The volumetric strain \(\varepsilon _h = \frac {1}{3}\ {\rm tr} \ \t {\varepsilon } = \frac {1}{E} [(1 + \nu )\sigma _h - 3\, \nu \sigma _h] = \frac {1}{E} (1-2\nu )\sigma _h\) vanishes at \(\nu = 1/2\). In this case, \(\sigma _{ij} = 2\sigma _h \varepsilon _{ij}\) because the \(\varepsilon _h = \varepsilon _{kk}\) must vanish.

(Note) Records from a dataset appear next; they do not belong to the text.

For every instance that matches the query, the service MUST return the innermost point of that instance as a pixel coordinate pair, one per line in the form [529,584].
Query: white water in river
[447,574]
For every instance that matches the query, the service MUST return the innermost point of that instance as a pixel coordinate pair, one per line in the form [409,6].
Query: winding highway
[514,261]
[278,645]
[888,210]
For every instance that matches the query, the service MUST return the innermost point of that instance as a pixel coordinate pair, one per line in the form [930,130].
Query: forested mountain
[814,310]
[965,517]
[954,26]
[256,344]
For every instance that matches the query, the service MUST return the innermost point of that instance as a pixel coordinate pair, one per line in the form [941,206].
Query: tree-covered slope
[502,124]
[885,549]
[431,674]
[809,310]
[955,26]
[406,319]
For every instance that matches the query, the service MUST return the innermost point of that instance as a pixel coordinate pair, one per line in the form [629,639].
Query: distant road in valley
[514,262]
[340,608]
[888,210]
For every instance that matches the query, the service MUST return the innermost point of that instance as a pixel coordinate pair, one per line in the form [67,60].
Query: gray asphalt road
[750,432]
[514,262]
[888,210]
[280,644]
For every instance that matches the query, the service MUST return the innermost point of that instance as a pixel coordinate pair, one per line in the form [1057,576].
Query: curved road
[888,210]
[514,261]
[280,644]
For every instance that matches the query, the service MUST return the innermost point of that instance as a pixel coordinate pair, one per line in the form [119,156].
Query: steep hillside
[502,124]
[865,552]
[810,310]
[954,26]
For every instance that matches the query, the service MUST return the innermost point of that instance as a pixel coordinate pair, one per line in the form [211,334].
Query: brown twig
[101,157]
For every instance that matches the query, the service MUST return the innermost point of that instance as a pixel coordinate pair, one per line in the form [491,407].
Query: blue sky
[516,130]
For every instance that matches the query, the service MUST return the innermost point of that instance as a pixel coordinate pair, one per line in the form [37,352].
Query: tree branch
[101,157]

We can also write down a free energy functional (often also called a hyperelastic energy density), which is quadratic in the strain \(\t {\varepsilon }\), \begin {equation} \label {eqn:Free_energy} W = \frac {1}{2} \lambda \varepsilon _{ii}^2 + \mu \varepsilon _{ij}^2 \end {equation} Using \(\sigma _{ij} = \partial W / \partial \varepsilon _{ij}\) recovers the above constitutive expression Eq. \eqref{eq:isotropicelasticity}. From the free energy functional we see that any isotropic material must have \(\lambda > 0\) and \(\mu > 0\), otherwise the energy could be made arbitrarily small by increasing the deformation of the solid. This limits the Poisson number to the range \( -1 < \nu < 1/2 \). Note that \(\nu <0\) is typically only achieved for architectured materials such as foams or metamaterials.